Back in 2017, Luke Turner of the Quietus suggested some answers in an article for Crack. These included websites' and magazines' increasingly ingrained aversion to risk caused by a concern not to wreck relationships with labels and PR companies, and a similar fear of upsetting rabid fanbases.
But fellow critic Steven Hyden, writing in the wake of Larson's demolition job, argues that both of these reasons are overstated: "What I never hear mentioned is the simplest and most logical explanation, which (in my view) is also the truest - it's about the decline of the general-interest music critic." For Hyden, "pure, uncut haterism also requires a certain distance from the topic".
It's an interesting contention, and - speaking from personal experience, at least - I suspect it's a valid one. Rightly or wrongly, I rarely offer to review/accept a commission to review anything (whether a gig or a release) that I'm not already predisposed to regard favourably. Bootings are as much a pleasure to write as they are to read - but all the same I'd rather spend time with a record or at a gig that's actually enjoyable, and write about an artist whose work I feel I can fairly engage with rather than someone operating far beyond my critical comfort zone.

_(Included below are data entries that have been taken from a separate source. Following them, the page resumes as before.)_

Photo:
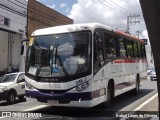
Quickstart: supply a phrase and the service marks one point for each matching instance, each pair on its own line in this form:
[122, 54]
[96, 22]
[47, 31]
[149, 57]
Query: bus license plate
[52, 101]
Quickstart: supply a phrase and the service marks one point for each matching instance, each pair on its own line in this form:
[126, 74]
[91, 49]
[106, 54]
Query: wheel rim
[12, 98]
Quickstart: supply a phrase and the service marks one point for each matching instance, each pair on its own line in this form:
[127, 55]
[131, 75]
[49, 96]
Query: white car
[11, 86]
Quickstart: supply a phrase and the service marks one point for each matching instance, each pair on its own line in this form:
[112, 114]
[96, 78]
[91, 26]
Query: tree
[151, 13]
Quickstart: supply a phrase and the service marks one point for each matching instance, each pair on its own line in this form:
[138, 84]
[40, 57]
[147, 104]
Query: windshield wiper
[60, 61]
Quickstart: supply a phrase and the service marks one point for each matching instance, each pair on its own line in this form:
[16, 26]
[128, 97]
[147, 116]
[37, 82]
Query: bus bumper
[82, 99]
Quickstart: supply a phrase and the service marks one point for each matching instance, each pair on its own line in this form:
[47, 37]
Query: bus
[83, 65]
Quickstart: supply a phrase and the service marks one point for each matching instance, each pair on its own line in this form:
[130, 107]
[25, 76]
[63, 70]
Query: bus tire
[110, 95]
[136, 89]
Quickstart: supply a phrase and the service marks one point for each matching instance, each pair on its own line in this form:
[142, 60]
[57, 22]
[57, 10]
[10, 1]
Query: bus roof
[69, 28]
[127, 35]
[79, 27]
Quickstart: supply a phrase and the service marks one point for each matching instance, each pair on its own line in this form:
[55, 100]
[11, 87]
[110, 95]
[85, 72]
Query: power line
[119, 7]
[112, 7]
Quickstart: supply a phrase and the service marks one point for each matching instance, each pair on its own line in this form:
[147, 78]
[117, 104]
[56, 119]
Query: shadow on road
[119, 103]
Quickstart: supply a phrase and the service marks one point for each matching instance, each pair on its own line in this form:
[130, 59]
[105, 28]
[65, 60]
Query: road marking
[35, 108]
[146, 102]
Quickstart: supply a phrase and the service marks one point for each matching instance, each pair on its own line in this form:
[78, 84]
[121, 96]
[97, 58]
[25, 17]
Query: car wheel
[11, 98]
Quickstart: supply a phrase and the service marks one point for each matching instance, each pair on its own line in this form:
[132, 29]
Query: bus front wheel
[110, 95]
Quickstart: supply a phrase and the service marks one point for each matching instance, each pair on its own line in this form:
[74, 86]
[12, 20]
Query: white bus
[83, 65]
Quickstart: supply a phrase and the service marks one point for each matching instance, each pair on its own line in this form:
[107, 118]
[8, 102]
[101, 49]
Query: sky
[112, 13]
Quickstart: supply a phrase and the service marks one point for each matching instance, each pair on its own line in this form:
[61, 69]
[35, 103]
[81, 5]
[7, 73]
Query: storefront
[13, 19]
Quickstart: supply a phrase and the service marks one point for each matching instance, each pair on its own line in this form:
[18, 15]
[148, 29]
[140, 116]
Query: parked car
[153, 75]
[11, 86]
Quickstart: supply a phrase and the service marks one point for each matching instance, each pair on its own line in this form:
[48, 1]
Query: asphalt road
[51, 112]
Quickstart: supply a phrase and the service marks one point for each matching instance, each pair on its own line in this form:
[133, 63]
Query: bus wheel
[11, 98]
[110, 96]
[136, 89]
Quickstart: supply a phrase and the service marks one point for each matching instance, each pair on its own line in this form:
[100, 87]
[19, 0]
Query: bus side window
[98, 52]
[130, 51]
[122, 47]
[140, 50]
[22, 49]
[135, 49]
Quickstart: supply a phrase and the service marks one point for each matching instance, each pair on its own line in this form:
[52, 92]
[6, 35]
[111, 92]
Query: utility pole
[132, 19]
[138, 33]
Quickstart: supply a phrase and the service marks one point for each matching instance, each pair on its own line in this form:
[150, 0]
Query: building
[18, 19]
[13, 19]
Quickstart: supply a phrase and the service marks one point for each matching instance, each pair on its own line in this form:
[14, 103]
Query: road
[124, 102]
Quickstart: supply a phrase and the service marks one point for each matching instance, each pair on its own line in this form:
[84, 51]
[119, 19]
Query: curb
[131, 107]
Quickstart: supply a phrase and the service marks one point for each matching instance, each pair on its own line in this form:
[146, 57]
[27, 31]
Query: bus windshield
[59, 55]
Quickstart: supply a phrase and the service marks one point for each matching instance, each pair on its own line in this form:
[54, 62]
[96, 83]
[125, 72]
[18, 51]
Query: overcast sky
[112, 13]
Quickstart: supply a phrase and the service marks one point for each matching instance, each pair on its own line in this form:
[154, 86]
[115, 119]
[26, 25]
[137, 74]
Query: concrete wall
[14, 12]
[41, 16]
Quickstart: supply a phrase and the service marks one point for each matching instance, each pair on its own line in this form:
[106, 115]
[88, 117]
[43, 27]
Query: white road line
[35, 108]
[146, 102]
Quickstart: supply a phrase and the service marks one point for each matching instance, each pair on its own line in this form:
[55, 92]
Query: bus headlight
[29, 86]
[2, 89]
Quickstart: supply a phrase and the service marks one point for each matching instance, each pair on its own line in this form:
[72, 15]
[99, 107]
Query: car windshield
[59, 55]
[7, 78]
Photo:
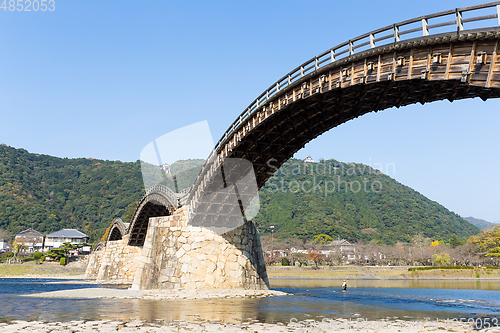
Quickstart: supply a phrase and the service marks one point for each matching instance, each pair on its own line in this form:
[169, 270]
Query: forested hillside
[351, 201]
[49, 193]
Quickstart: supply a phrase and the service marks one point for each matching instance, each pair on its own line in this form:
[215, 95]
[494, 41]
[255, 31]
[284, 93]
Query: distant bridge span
[451, 55]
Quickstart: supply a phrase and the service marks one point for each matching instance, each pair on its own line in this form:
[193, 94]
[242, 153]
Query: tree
[455, 241]
[16, 248]
[64, 250]
[441, 259]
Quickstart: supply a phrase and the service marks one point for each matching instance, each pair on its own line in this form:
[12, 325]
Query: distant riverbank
[280, 272]
[377, 273]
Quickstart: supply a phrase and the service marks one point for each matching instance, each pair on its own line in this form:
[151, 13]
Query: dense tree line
[351, 201]
[50, 193]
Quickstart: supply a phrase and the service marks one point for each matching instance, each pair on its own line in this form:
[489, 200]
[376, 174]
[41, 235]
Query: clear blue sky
[104, 78]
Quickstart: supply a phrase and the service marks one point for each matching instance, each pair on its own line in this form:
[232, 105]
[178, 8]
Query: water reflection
[416, 284]
[311, 299]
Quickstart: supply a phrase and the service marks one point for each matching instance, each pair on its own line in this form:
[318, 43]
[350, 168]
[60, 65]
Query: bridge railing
[446, 22]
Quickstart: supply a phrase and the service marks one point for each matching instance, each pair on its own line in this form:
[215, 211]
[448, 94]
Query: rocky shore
[337, 325]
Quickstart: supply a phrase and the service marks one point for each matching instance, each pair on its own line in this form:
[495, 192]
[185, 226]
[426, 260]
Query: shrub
[285, 262]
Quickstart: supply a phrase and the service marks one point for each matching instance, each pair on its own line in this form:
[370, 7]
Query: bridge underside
[419, 72]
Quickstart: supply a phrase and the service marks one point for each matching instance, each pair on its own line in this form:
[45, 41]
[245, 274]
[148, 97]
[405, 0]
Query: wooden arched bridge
[450, 55]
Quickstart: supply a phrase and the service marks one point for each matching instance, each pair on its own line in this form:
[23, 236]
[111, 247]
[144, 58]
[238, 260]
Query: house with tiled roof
[56, 239]
[31, 239]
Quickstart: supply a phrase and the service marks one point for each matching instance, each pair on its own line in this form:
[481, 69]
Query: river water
[310, 299]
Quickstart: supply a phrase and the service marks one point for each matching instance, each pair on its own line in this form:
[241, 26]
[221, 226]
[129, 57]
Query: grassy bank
[369, 272]
[32, 270]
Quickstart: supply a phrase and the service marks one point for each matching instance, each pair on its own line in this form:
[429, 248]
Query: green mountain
[50, 193]
[351, 201]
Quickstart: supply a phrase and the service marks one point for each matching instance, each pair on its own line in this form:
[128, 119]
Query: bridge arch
[117, 230]
[343, 83]
[159, 200]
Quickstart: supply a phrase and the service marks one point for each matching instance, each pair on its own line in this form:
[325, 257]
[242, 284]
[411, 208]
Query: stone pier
[175, 255]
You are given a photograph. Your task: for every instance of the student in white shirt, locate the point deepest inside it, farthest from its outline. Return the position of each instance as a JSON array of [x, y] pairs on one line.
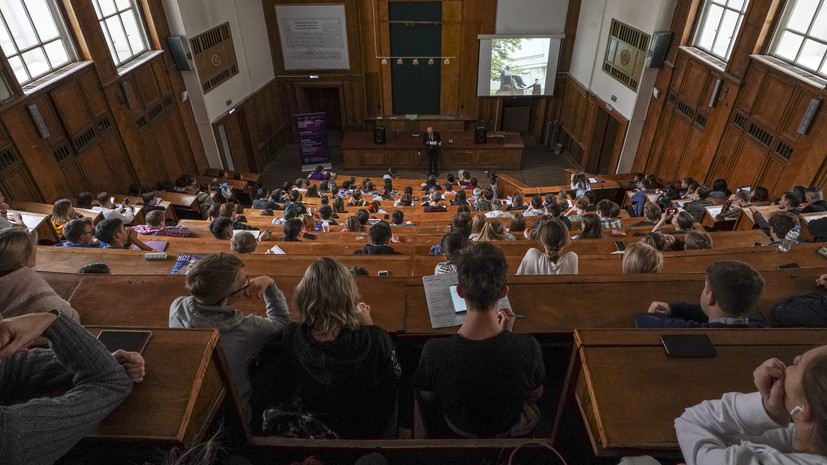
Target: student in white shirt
[[784, 423], [123, 212], [554, 237]]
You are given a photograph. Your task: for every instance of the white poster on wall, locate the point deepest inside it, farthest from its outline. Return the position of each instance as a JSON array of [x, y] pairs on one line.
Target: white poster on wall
[[313, 36]]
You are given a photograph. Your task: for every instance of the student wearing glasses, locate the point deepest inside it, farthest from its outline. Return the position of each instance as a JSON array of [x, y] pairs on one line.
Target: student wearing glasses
[[216, 282]]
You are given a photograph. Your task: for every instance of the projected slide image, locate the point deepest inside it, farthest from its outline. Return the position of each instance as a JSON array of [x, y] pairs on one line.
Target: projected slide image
[[519, 66]]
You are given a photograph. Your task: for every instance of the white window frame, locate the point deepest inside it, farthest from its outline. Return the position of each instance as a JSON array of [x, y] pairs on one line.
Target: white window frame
[[782, 28], [702, 23], [143, 36], [63, 36]]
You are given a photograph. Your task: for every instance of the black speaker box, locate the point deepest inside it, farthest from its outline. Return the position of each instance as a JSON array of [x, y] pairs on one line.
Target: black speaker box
[[379, 135], [480, 135]]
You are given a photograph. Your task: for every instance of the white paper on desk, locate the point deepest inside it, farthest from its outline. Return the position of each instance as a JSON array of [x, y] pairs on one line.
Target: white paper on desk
[[277, 250], [254, 233], [441, 304]]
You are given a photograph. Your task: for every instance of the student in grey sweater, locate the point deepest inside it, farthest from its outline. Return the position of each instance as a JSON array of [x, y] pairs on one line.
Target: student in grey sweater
[[216, 282], [41, 430]]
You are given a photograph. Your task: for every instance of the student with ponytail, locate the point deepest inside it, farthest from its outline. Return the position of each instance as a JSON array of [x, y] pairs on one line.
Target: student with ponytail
[[554, 237]]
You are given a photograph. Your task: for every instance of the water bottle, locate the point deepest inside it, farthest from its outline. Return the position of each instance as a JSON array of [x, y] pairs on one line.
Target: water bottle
[[790, 239]]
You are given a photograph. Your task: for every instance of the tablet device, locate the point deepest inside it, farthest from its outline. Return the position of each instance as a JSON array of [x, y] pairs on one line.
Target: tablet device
[[130, 341], [688, 345]]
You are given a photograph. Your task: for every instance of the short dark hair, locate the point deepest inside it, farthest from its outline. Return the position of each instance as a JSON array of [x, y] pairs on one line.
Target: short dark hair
[[737, 286], [106, 230], [380, 233], [482, 274], [363, 216], [219, 227], [74, 229]]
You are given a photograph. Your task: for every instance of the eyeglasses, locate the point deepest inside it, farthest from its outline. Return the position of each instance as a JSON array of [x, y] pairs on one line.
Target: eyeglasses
[[241, 289]]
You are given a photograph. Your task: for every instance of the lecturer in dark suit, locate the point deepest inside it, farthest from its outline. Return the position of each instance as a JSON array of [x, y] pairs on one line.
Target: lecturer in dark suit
[[432, 143]]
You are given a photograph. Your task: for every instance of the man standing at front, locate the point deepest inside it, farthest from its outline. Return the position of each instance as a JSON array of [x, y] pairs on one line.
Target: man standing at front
[[432, 143]]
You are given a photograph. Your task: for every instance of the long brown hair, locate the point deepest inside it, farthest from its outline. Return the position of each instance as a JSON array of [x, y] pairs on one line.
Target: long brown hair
[[327, 297]]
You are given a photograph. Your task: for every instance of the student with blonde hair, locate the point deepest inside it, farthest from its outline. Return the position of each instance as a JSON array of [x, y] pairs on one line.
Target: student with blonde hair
[[243, 242], [640, 257], [554, 237], [345, 367]]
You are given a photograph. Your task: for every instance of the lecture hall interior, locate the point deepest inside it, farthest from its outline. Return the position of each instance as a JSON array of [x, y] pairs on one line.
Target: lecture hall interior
[[625, 158]]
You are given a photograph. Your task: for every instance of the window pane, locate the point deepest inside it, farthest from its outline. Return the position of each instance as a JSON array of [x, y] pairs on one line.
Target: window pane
[[802, 15], [819, 29], [56, 53], [43, 21], [788, 46], [132, 31], [709, 27], [119, 41], [19, 25], [725, 33], [811, 54], [36, 62], [18, 68], [107, 7]]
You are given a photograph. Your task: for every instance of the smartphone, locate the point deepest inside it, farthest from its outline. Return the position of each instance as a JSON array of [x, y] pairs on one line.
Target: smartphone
[[688, 345], [130, 341], [789, 266]]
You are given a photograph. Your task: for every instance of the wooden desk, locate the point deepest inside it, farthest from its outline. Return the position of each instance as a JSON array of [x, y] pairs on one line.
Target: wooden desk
[[180, 395], [630, 392], [403, 151]]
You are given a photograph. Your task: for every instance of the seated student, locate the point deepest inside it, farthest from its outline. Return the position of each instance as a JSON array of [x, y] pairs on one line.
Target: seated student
[[697, 240], [38, 427], [580, 183], [780, 223], [652, 212], [215, 283], [112, 234], [494, 231], [697, 208], [452, 243], [483, 204], [497, 210], [149, 202], [553, 236], [345, 369], [78, 233], [25, 290], [325, 218], [807, 311], [484, 380], [292, 228], [317, 174], [155, 227], [731, 292], [781, 424], [640, 257], [434, 204], [262, 203], [608, 211], [379, 235], [123, 212], [62, 213], [815, 200], [592, 228]]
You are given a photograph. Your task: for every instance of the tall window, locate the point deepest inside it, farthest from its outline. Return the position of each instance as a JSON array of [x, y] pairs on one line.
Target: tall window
[[719, 25], [124, 29], [801, 38], [34, 38]]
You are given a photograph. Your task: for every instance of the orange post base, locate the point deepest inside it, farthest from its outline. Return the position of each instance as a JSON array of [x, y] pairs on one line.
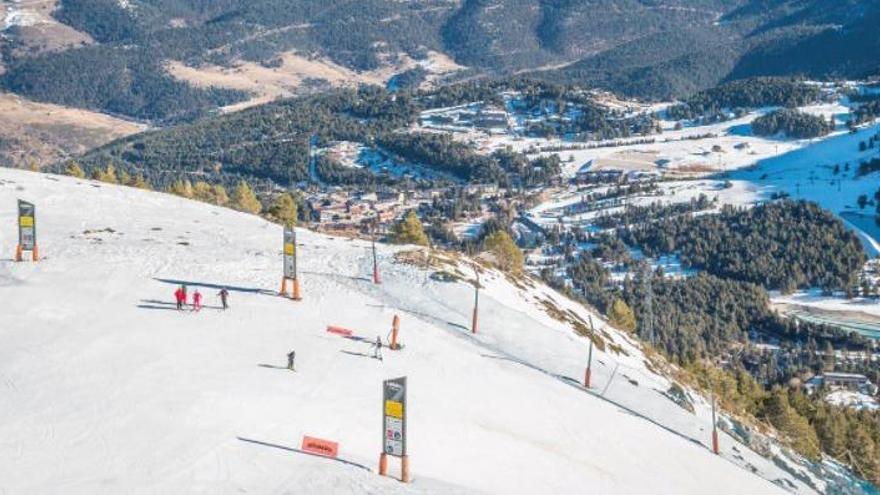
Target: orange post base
[[474, 322], [404, 469], [383, 464], [296, 294], [715, 441]]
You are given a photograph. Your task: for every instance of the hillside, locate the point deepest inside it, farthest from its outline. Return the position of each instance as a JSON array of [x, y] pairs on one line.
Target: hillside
[[115, 56], [42, 133], [111, 389]]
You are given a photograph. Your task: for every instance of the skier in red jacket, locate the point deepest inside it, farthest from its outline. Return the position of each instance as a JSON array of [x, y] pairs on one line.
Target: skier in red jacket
[[197, 300], [180, 297]]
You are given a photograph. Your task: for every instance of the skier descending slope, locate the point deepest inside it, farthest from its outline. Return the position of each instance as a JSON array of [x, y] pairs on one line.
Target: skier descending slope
[[197, 300], [224, 294], [377, 351], [180, 297]]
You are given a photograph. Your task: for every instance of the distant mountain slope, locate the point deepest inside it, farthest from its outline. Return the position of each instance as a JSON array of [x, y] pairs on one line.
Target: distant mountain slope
[[647, 48]]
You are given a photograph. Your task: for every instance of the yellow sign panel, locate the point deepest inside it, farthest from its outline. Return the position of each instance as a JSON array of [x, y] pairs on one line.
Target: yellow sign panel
[[393, 409]]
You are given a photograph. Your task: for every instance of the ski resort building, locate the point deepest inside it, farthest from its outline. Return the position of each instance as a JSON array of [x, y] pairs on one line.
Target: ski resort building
[[841, 381]]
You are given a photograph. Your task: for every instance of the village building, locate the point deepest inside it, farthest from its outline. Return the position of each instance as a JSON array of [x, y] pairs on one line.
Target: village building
[[841, 381]]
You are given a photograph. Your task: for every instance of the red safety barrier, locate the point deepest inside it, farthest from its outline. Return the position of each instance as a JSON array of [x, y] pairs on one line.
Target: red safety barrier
[[319, 446], [339, 330]]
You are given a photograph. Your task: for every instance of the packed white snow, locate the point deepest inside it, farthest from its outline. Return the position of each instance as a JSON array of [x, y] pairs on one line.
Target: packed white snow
[[106, 387]]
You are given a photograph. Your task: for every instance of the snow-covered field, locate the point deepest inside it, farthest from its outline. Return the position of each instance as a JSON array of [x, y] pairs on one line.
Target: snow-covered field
[[106, 388]]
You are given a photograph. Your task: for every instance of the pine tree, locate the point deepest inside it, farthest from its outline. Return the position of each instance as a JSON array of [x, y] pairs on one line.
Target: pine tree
[[409, 230], [220, 196], [107, 175], [182, 188], [74, 170], [622, 316], [283, 210], [507, 254], [124, 178], [244, 199], [139, 182], [202, 191]]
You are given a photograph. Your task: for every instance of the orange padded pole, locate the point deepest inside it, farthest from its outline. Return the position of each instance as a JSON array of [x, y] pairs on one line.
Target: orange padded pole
[[395, 327], [296, 294], [383, 464], [404, 469]]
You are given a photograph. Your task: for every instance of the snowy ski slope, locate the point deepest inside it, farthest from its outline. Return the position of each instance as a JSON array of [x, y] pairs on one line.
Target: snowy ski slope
[[106, 388]]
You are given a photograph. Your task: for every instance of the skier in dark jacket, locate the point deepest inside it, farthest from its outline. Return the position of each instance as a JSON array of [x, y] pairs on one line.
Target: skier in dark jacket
[[224, 294], [377, 352]]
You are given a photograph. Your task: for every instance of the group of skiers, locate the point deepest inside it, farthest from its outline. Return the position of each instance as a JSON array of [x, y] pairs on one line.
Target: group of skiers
[[180, 295]]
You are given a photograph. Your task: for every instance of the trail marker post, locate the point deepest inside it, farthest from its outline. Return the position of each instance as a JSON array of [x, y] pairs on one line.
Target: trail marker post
[[27, 231], [394, 426], [476, 303], [714, 428], [290, 269], [589, 373], [376, 279], [395, 328]]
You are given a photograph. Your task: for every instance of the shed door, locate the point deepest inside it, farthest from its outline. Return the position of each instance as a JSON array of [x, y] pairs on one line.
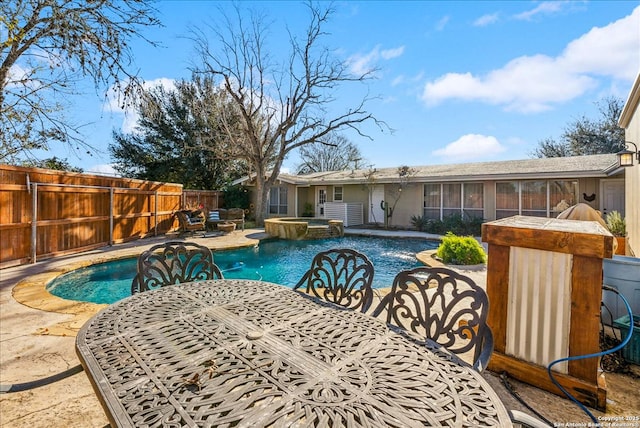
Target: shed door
[[321, 198], [376, 196]]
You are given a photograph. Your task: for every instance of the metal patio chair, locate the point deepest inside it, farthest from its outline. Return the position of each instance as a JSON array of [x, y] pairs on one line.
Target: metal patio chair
[[174, 262], [340, 276], [444, 306]]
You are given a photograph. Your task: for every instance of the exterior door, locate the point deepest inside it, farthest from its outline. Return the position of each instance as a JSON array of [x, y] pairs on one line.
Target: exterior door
[[321, 198], [612, 192], [376, 213]]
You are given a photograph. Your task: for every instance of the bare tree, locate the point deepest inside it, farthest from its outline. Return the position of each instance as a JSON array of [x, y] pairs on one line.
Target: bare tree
[[47, 46], [585, 136], [336, 153], [283, 106]]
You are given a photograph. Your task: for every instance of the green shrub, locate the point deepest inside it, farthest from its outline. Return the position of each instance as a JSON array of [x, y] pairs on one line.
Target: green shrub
[[419, 223], [461, 250], [454, 223], [616, 224]]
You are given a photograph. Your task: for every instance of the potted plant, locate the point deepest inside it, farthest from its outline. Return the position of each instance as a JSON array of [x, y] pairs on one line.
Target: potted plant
[[618, 228], [461, 250]]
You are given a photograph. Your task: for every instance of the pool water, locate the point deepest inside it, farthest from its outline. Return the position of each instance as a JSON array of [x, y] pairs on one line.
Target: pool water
[[280, 261]]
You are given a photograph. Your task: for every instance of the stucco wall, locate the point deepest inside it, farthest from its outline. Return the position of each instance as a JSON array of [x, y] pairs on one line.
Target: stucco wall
[[632, 190]]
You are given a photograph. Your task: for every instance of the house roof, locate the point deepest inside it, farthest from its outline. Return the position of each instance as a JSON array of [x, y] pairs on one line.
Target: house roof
[[548, 168]]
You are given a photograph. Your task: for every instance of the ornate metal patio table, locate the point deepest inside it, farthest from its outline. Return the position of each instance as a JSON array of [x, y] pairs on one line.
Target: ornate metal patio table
[[250, 353]]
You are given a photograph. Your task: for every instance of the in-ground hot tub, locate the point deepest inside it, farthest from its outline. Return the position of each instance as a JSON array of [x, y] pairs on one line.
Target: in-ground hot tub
[[303, 228]]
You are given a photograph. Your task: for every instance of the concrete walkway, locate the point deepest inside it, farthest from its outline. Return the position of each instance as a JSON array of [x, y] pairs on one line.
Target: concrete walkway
[[37, 339]]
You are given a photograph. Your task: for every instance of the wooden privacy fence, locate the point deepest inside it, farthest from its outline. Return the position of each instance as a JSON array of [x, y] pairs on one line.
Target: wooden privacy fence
[[45, 213]]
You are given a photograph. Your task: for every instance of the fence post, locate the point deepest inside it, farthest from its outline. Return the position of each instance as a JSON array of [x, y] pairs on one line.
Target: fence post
[[110, 215], [34, 221], [155, 214]]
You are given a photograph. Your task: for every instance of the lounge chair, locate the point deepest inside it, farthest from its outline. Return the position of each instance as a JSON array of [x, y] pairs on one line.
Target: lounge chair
[[444, 306], [174, 262], [190, 223], [342, 277]]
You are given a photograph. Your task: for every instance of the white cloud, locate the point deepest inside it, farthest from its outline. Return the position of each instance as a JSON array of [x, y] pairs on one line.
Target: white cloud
[[470, 146], [613, 50], [392, 53], [535, 83], [485, 20], [544, 8], [442, 23], [367, 63]]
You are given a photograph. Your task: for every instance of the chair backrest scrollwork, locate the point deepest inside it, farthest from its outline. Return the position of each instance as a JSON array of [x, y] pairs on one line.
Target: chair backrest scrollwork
[[173, 263], [340, 276], [444, 306]]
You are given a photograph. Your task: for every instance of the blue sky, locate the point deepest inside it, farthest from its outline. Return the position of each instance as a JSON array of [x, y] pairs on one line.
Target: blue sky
[[457, 81]]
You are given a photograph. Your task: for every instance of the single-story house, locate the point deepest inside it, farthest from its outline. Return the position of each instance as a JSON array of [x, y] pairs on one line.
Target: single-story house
[[630, 121], [491, 190]]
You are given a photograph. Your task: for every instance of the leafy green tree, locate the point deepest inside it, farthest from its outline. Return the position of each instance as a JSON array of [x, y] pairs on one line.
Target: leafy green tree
[[53, 163], [283, 105], [586, 136], [179, 137], [46, 47], [336, 153]]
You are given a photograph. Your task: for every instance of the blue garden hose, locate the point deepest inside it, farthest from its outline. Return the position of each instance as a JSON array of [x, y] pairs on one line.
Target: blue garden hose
[[597, 354]]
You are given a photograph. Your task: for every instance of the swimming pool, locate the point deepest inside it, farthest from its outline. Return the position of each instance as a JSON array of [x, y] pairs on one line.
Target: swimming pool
[[280, 261]]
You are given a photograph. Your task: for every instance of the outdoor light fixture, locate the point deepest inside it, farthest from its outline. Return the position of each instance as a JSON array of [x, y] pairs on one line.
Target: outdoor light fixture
[[625, 157]]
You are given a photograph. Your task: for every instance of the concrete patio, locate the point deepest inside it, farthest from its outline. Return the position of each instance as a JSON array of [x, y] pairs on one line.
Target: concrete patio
[[37, 339]]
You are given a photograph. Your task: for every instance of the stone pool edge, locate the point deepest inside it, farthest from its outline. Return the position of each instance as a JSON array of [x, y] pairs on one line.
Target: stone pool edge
[[32, 291]]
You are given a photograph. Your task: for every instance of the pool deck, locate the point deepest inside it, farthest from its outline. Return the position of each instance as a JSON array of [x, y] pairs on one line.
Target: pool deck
[[37, 339]]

This isn't to say that there's no place for negativity, though - far from it. There are always unexpected disappointments, and honesty dictates that I'll still call out the bad and the ugly, however painful, as well as lauding the good (this being a relatively recent example).
As music writers like JR Moores and Emma Wilkes have argued, reviews shouldn't simply be uncritical PR, and bravery is required - something that both writers and publications would do well to remember.